Friday, June 7, 2013

Impairment Rating Evaluation (IRE) Order is a Non-Appealable Order

An Impairment Rating Evaluation (IRE) is a remedy available to the Pennsylvania Employer to establish the degree of impairment of an injured worker. If the IRE results in a determination that the employee is less than 50% impaired, in accord with the AMA Guides to the Evaluation of Impairment, the duration of disability benefits is capped at 500 weeks. The rate of benefit payment remains unchanged. An Earning Power Assessment, based upon a labor market survey, is the remedy that allows an Employer to reduce the rate of benefit.

After the employee has receive 104 weeks of total disability benefits, an IRE may be scheduled.
If the employee does not comply with this request for evaluation, the Employer may file a Petition to Compel Physical Examination or Expert Interview pursuant to Section 314 (LIBC 499 form).
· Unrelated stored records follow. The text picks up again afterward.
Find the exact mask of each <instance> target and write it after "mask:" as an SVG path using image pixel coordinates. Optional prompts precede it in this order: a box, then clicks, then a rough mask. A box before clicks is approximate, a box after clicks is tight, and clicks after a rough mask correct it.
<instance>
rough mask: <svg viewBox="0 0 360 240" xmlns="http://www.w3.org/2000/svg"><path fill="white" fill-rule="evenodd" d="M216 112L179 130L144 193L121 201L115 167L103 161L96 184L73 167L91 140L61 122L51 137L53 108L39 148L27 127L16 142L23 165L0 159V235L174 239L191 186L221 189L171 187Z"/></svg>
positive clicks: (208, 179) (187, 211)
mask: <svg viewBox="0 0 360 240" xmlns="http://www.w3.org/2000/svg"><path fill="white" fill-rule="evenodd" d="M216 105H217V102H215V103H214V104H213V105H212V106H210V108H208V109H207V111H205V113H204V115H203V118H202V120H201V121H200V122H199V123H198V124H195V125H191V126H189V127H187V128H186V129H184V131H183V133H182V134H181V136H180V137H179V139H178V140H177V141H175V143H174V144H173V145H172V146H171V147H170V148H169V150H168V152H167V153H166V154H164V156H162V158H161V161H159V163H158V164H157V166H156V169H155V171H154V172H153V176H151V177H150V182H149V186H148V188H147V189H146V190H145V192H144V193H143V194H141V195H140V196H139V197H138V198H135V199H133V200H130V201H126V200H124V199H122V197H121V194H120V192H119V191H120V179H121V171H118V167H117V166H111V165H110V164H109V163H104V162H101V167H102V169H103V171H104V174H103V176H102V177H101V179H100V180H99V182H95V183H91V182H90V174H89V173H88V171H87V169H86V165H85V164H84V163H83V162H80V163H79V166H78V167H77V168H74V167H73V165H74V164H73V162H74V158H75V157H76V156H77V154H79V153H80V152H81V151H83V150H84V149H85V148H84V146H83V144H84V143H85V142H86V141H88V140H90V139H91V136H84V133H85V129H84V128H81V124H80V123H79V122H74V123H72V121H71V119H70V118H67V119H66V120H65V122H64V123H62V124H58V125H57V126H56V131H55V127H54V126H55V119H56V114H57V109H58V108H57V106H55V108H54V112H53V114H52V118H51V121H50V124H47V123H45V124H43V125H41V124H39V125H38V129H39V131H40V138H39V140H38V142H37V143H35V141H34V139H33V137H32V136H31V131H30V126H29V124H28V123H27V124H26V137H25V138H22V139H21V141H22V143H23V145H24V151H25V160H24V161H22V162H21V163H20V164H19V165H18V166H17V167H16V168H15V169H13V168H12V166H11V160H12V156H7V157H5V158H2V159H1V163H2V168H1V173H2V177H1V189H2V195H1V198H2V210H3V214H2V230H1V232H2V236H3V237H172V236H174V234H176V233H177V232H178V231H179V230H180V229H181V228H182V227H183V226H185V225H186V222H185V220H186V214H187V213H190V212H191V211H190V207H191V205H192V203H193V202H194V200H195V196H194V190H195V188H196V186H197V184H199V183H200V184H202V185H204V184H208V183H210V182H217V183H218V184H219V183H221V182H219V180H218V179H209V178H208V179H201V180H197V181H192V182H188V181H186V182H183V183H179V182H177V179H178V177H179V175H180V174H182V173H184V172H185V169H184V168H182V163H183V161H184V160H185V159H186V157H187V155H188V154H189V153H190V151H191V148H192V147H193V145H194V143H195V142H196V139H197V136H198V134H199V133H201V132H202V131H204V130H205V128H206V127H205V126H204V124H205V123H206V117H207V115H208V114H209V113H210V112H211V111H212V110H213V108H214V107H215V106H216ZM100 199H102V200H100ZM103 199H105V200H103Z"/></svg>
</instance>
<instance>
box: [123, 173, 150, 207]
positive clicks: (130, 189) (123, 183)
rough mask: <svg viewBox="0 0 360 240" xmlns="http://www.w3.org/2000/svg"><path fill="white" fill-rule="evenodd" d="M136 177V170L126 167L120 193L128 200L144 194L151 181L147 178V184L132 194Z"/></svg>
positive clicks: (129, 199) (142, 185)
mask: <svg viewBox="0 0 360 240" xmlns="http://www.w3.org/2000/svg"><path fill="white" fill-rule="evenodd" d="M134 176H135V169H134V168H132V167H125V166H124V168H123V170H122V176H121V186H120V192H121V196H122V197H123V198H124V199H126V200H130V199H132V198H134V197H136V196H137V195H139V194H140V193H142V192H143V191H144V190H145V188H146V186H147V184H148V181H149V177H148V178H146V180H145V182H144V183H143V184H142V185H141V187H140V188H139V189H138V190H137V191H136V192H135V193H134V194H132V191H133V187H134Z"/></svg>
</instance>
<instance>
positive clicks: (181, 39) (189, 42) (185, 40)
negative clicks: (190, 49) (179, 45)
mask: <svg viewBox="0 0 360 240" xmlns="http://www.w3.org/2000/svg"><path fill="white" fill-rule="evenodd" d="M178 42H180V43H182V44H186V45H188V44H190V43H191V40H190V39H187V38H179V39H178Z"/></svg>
This petition will be assigned to a Workers' Compensation Judge for an evidentary hearing and decision. In the past, we have learned that an Employer does not need to establish that an injured worker is at "Maximum Medical Improvement", before scheduling the IRE.
[see: May 3, 2013, post discussing Stocklin decision]

 What is the WCJ errs and believes a "Pre-IRE" determination of MMI status is necessary?
An Employer must appeal this adverse decision, as it is based upon an incorrect interpretation of law.

The recent case at Carter v. WCAB (GenCorp, Inc.), No 1172 C.D. 2012 an unreported memorandum opinion of a panel of the Commonwealth Court of Pennsylvania, authored by Judge Brobson on May 7, 2013, reported this circumstance.

Factual and Procedural Background

Employee was injured in 1999. Workers' Compensation benefits were voluntarily paid pursuant to a Notice of Compensation Payable. In August 2010, Employer filed a Petition for Physical Examination to order employee to attend an IRE. Employee failed to appear at an exam scheduled for July 2010.
Employee argued Employer was not entitled to an IRE as Employer did not secure a medical opinion that he had reached MMI.

The WCJ denied the Employer petition based upon an (mistaken) interpretation of Section 306 (a.2) and the decision at Combine v. WCAB (National Fuel Gas Distribution Corp.)(Pa. Cmwlth. 2008). 
The WCJ ruled that Employer had to first independently establish employee was at MMI, before the IRE request.
The WCAB correctly reversed the WCJ order.
The WCAB directed employee to attend the IRE.
Employee appealed to the Commonwealth Court

Commonwealth Court decision

The Court quashed (dismissed) Employee's appeal. Why?

The WCAB order to direct employee to attend an IRE was an interlocutory order.
As an interlocutory order, it is a non-appealable order.
slip opinion page 3, citing Groller v, WCAB (Alstrom Energy Systems) (Pa. Cmwlth. 2005).

Groller stated that an order directing a claimant to submit to a medical examination is interlocutory as the order neither affected claimant's benefits nor affected employer's obligation to pay benefits. citing H.K.Porter Co. v. WCAB, 514 A.2d at 998-999, (Pa. Cmwlth. 1986).

Practice Pointers:
1. Remember, an order to compel the worker to attend any medical examination is a non-appealable order. You must file a petition and obtain an order from the WCJ. File a motion to quash any appeal, so you may proceed with the IRE or IME.

2. Schedule EACH workers compensation case for an IRE, after payment of the 104th week of total disability benefit payment. The IRE must be scheduled within 60 days of that 104th week.